From paint brushes moving on their own in the studio to haunting apparitions in the theater at night, UTRGV has had its fair share of ghost stories, a student and professor say.
The historic area where the Brownsville campus and Texas Southmost College sit was once home to Fort Brown, an 1846 construction that housed troops during the Mexican-American War.
Art graduate student Kimberly Sandoval has been at the university since 2014 and said she has “a little bit of a list of paranormal experiences” at Rusteberg Hall, a building UTRGV leases from Texas Southmost College.
“Whether or not there are ghosts is up for debate, but I can’t deny that there are things that happen that can’t necessarily be explained by professionals on the regular,” Sandoval told The Rider last Tuesday.
The graduate student said there are stories of two ghosts, a girl that haunts the photography, painting and drawing studios, and a boy that haunts the sculpture and ceramics studios.
“They’ll stay in those areas,” Sandoval said. “There has been a sighting of that little boy in the [ceramics] studio. … Some years ago he was standing in a corner of where, typically, like, assistants tend to work for ceramics.
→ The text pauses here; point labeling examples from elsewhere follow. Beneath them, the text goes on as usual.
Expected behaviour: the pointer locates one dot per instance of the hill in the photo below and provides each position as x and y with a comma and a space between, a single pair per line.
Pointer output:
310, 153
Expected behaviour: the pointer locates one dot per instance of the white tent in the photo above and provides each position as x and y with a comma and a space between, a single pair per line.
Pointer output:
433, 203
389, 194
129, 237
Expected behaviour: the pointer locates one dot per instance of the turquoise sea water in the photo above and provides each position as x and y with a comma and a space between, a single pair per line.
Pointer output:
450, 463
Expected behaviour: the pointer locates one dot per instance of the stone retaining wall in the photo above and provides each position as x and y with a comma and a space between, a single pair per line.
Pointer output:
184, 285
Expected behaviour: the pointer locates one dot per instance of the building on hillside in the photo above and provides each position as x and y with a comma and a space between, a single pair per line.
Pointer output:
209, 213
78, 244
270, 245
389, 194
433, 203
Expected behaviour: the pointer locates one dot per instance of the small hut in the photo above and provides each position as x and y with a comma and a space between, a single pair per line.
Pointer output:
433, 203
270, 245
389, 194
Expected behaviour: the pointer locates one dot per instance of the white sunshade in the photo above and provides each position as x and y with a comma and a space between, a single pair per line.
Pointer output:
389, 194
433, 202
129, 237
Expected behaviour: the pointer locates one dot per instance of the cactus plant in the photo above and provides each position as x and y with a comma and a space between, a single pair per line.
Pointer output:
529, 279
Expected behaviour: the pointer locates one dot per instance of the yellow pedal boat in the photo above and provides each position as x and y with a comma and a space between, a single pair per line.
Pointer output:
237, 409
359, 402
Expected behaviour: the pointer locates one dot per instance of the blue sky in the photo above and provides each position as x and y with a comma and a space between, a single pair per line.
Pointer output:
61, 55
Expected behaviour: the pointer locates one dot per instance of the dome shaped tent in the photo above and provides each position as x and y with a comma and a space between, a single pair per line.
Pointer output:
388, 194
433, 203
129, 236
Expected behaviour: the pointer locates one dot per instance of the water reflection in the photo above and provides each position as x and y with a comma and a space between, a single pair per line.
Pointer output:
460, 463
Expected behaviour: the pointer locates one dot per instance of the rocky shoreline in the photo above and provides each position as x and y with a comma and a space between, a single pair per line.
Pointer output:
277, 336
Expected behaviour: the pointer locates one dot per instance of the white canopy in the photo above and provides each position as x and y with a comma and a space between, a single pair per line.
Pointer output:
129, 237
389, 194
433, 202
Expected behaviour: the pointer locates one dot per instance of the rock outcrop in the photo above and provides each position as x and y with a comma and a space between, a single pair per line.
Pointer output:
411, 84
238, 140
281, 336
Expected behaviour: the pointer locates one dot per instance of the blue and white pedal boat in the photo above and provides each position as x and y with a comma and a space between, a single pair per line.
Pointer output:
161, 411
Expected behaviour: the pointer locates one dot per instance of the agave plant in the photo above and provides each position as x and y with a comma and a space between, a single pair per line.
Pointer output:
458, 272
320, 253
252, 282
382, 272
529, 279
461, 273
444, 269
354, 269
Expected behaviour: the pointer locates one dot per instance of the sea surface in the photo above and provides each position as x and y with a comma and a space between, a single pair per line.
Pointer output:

So, he was just standing there in the early hours of the morning.”
As for the 2D studios, Sandoval said she and others have often heard “creaks and groans” and “little footsteps.”
“I’ve witnessed things being moved, like, easels being moved by themselves,” Sandoval said. “The canvas is being adjusted or, like, if somebody has a sketch taped up, it’ll be taken down. … It’s fresh tape. Like, it’s ripped off the walls.”
She has also witnessed brushes being “smacked off” off easels.
“Some theories that students throw around is, like, because we do happen to be in possession of a female cadaver or skeleton, like, and it’s real,” Sandoval said, adding that the cadaver was donated to the art department as a reference for sketching before she came to the university in 2014. “… They think maybe that’s just how she presents herself because she’s in the studios.”
Other theories reference the location’s historic connection to the Mexican-American War.
Theatre Professor Brian Warren said he had an “incident” in the Albert L. Jeffers Theatre in Liberal Arts Building South on the Edinburg campus.
“It may be my own late-night feeling, but I saw something, you know?” Warren said. “If you wanna know, it was … a person. I was all alone. It was, like, 2 a.m. I was, you know, cleaning up the stage or whatever and I looked in the stands or the seats, and I saw a person in full theatrical makeup and some kind of costume. … I looked away quickly and then I looked back. It was gone.”
Warren said his first thought when he saw the figure was, “that can’t be.”
“There was something,” he said. “This phantasm, this image that quickly went away, but I can’t say I didn’t see something.”
Warren said some of the janitorial staff do not go into the theater after a certain time and that faculty and staff have told him they have seen and heard things at night.
The professor said ghost stories can be a source of inspiration and creativity, such as during the department’s most recent production of “The Haunting of Hill House.” Other productions Warren has directed in the spirit of Halloween include “The Evil Dead: The Musical,” “Diner of the Dead,” “Night of the Living Dead” and “Frankenstein.”
“I personally enjoy giving the audience something to do for Halloween,” he said.
A self-proclaimed skeptic, Warren said the theater is a site of intense emotion.
“Theater is a very passionate art form,” Warren said. “Therefore, we’ve had crying and anger and laughter, everything, in there. So, I’m no expert. I can’t say what attracts the spirit world. Perhaps they like places where a lot of human activity has occurred. I can only speculate.”